In her pulitzer-prize winning novel, Harper Lee tells the story of a young Alabama girl living in Maycomb which
was an old town, but it was a tired old town when I first knew it. In rainy weather the streets turned to red slop; grass grew on the sidewalks, the courthouse sagged in the square. Somehow, it was hotter then: a black dog suffered on a summer’s day; bony mules hitched to Hoover carts flicked flies in the sweltering shade of the live oaks on the square. Men’s stiff collars wilted by nine in the morning. Ladies bathed before noon, after their three-o’clock naps, and by nightfall were like soft teacakes with frostings of sweat and sweet talcum.
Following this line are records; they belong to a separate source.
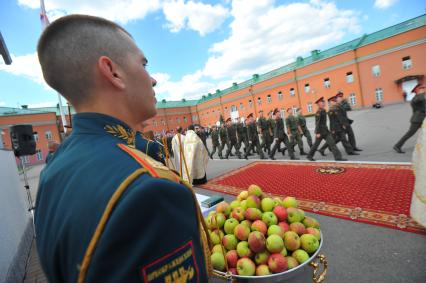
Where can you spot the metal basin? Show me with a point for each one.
(286, 275)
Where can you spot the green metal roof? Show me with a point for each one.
(320, 55)
(10, 111)
(179, 103)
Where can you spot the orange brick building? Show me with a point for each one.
(377, 67)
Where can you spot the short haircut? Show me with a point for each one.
(69, 49)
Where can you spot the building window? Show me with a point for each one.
(25, 159)
(352, 99)
(379, 94)
(49, 135)
(406, 63)
(327, 83)
(307, 88)
(375, 70)
(349, 77)
(39, 155)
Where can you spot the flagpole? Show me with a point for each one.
(44, 23)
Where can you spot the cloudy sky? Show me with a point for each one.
(196, 47)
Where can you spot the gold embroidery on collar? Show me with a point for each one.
(120, 132)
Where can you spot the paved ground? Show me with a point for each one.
(356, 252)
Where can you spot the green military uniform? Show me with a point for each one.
(263, 125)
(301, 121)
(336, 118)
(100, 208)
(418, 105)
(322, 130)
(293, 131)
(223, 135)
(232, 141)
(281, 137)
(253, 138)
(151, 148)
(242, 136)
(215, 143)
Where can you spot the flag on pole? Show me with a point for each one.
(44, 23)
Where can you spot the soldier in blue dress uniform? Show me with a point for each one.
(105, 211)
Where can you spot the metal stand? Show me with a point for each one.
(31, 206)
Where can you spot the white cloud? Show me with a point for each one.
(203, 18)
(51, 103)
(189, 87)
(264, 36)
(384, 4)
(180, 14)
(27, 66)
(120, 11)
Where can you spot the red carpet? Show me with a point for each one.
(378, 194)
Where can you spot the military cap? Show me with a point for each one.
(417, 87)
(321, 99)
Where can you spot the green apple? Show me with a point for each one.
(246, 267)
(309, 243)
(269, 218)
(275, 230)
(274, 244)
(300, 255)
(230, 225)
(267, 204)
(218, 261)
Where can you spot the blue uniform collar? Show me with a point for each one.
(97, 123)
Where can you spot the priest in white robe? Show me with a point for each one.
(178, 143)
(196, 156)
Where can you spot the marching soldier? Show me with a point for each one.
(302, 124)
(294, 131)
(322, 133)
(337, 128)
(346, 121)
(232, 139)
(92, 194)
(223, 135)
(215, 142)
(242, 135)
(419, 112)
(262, 124)
(253, 137)
(280, 137)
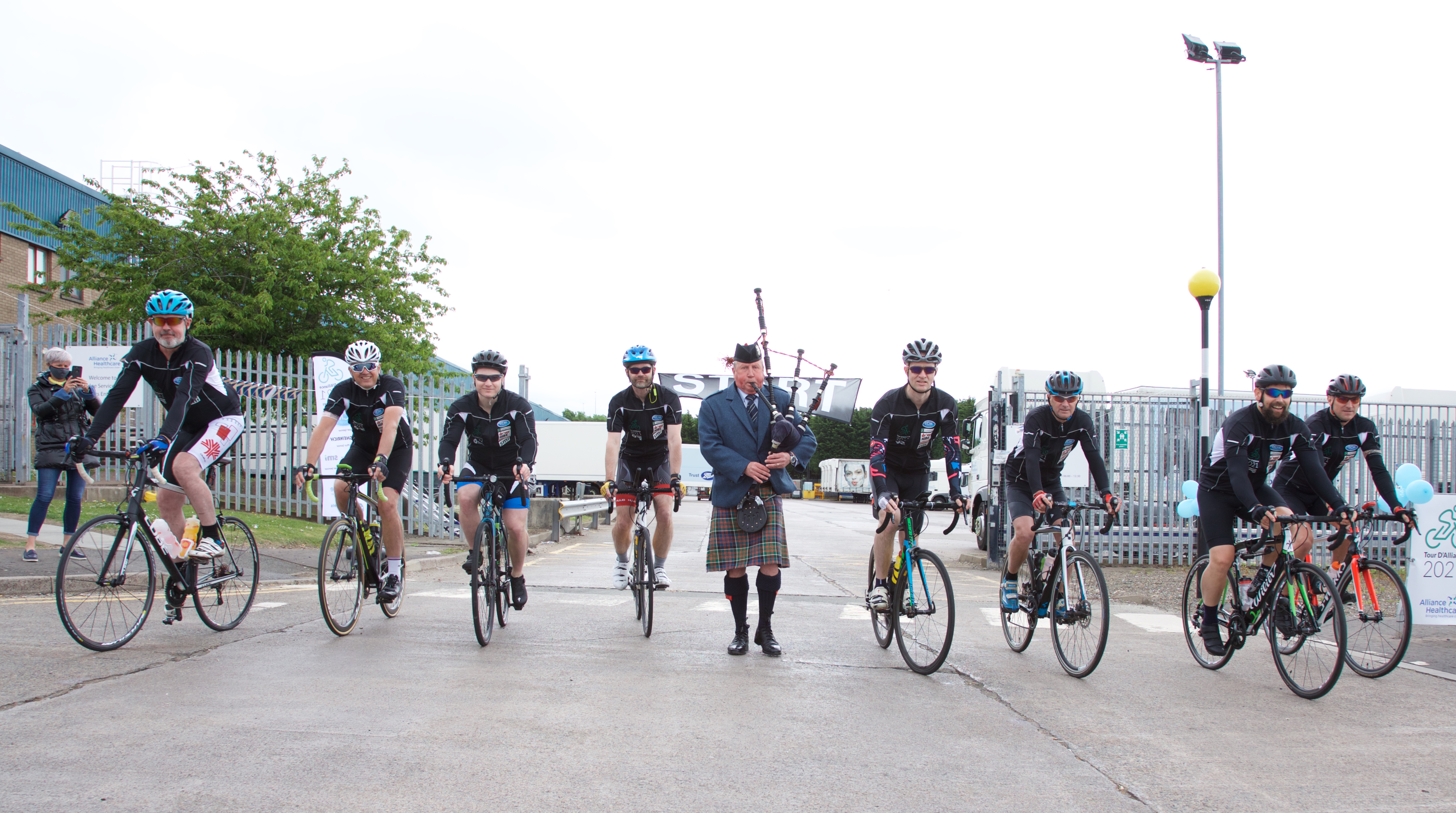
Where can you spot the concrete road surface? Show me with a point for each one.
(571, 709)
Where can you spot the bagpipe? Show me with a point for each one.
(787, 428)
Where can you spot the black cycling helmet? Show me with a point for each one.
(1065, 383)
(922, 350)
(488, 358)
(1348, 386)
(1275, 374)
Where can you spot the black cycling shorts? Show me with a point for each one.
(360, 459)
(1018, 499)
(905, 485)
(1218, 511)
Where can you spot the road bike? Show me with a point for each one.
(1068, 588)
(107, 597)
(643, 577)
(488, 562)
(1378, 607)
(352, 559)
(922, 604)
(1305, 630)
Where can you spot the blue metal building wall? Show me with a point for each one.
(43, 193)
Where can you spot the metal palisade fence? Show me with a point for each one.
(1151, 444)
(279, 408)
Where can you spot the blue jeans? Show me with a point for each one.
(46, 480)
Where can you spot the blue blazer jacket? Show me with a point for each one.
(730, 444)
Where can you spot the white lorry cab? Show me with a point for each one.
(988, 440)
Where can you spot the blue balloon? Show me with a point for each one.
(1420, 492)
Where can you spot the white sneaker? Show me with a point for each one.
(879, 598)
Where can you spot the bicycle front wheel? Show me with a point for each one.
(1193, 616)
(1307, 630)
(1020, 625)
(925, 613)
(1380, 623)
(104, 600)
(341, 578)
(483, 590)
(1080, 616)
(226, 585)
(882, 622)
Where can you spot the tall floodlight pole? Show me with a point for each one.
(1205, 287)
(1228, 54)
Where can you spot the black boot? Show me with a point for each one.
(740, 641)
(764, 636)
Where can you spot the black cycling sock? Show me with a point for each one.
(768, 591)
(737, 591)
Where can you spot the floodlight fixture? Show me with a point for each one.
(1198, 50)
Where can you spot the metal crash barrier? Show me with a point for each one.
(577, 510)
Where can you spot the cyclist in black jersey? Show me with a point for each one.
(382, 444)
(1339, 434)
(902, 431)
(644, 431)
(1234, 486)
(205, 416)
(1034, 469)
(500, 432)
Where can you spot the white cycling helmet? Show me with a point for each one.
(362, 351)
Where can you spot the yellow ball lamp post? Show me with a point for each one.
(1205, 287)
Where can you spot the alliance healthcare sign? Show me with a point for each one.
(1432, 563)
(839, 393)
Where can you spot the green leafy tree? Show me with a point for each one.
(274, 265)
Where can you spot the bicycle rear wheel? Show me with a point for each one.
(1080, 616)
(647, 578)
(925, 613)
(1381, 632)
(225, 587)
(341, 578)
(106, 598)
(882, 622)
(1193, 613)
(483, 590)
(1310, 643)
(1020, 625)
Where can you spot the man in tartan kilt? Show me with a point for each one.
(735, 434)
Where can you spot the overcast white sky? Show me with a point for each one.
(1030, 185)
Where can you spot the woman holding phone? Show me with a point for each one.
(63, 404)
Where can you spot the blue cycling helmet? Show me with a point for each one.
(1065, 383)
(638, 353)
(170, 303)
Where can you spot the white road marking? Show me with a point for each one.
(1152, 622)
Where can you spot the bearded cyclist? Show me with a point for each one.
(644, 431)
(500, 432)
(902, 428)
(1250, 444)
(1034, 469)
(205, 416)
(1339, 434)
(375, 405)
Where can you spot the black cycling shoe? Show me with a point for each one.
(1211, 639)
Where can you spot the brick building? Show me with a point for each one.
(28, 258)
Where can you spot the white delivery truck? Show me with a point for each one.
(984, 463)
(845, 479)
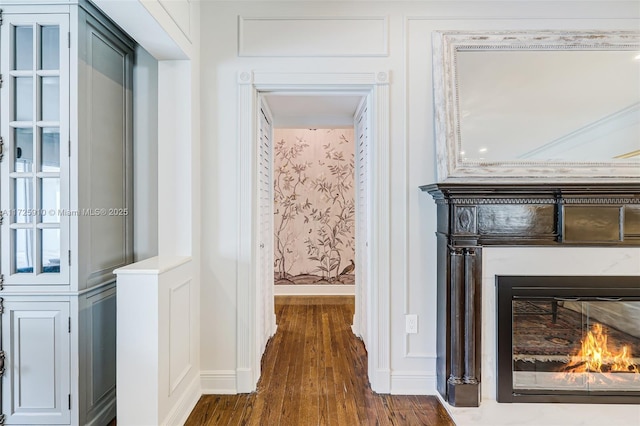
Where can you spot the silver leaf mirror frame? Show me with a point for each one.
(453, 108)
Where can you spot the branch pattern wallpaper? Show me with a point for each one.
(314, 222)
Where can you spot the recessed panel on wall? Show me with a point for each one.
(179, 333)
(304, 36)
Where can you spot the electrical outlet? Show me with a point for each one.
(411, 323)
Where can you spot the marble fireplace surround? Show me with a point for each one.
(488, 229)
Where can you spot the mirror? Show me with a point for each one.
(552, 105)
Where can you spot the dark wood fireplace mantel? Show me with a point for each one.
(471, 216)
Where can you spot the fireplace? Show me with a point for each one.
(472, 217)
(568, 339)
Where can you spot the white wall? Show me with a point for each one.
(394, 36)
(145, 155)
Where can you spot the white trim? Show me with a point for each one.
(315, 290)
(183, 407)
(413, 383)
(250, 84)
(383, 48)
(218, 382)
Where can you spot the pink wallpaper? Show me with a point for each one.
(314, 206)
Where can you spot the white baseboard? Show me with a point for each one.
(413, 383)
(184, 406)
(315, 290)
(218, 382)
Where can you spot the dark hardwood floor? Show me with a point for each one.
(314, 372)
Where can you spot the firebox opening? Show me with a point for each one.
(568, 339)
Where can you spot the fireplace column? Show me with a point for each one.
(462, 383)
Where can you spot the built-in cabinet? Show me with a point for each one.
(66, 204)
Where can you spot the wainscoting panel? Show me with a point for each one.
(179, 334)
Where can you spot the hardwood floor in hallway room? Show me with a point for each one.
(314, 372)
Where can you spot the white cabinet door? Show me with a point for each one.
(36, 383)
(34, 126)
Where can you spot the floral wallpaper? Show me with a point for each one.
(314, 222)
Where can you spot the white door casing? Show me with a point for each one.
(377, 285)
(362, 147)
(265, 319)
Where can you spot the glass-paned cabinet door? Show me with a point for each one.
(34, 126)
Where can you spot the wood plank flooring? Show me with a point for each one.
(314, 372)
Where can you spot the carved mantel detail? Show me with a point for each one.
(471, 216)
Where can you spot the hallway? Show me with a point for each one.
(314, 373)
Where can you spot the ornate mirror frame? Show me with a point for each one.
(451, 165)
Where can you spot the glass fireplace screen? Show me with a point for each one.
(576, 345)
(569, 339)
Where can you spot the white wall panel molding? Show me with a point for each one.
(180, 12)
(157, 382)
(250, 85)
(413, 382)
(180, 346)
(312, 36)
(222, 382)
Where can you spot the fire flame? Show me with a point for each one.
(595, 354)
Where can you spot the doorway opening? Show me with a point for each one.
(315, 189)
(259, 96)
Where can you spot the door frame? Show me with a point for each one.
(251, 84)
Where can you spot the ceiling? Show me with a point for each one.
(295, 110)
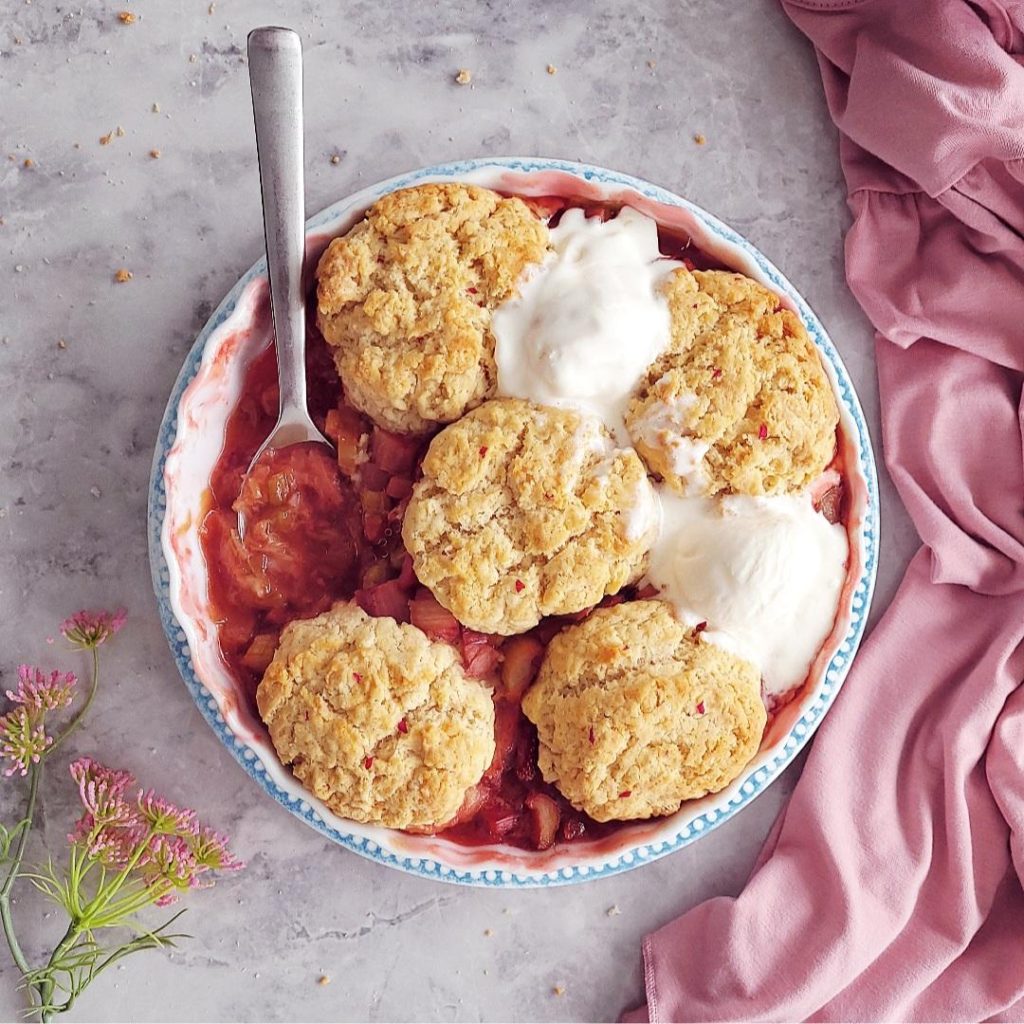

Originally published in 1960, this edition is complete and unabridged. It is part of Hewitt’s Grade-8 Lightning Literature program. From our Guide by Elizabeth Kamath:
Harper Lee is a very unusual author. She was able to write To Kill a Mockingbird in part because of a gift from two friends of hers—enough money to quit work for a year. It was during that year that she wrote the rough draft of this novel. To Kill a Mockingbird won the Pulitzer Prize in 1961. It was popular upon publication and is still popular today. In fact, in some polls it has been voted the Best Novel of the Century. That makes it all the more surprising that this was Lee’s first novel.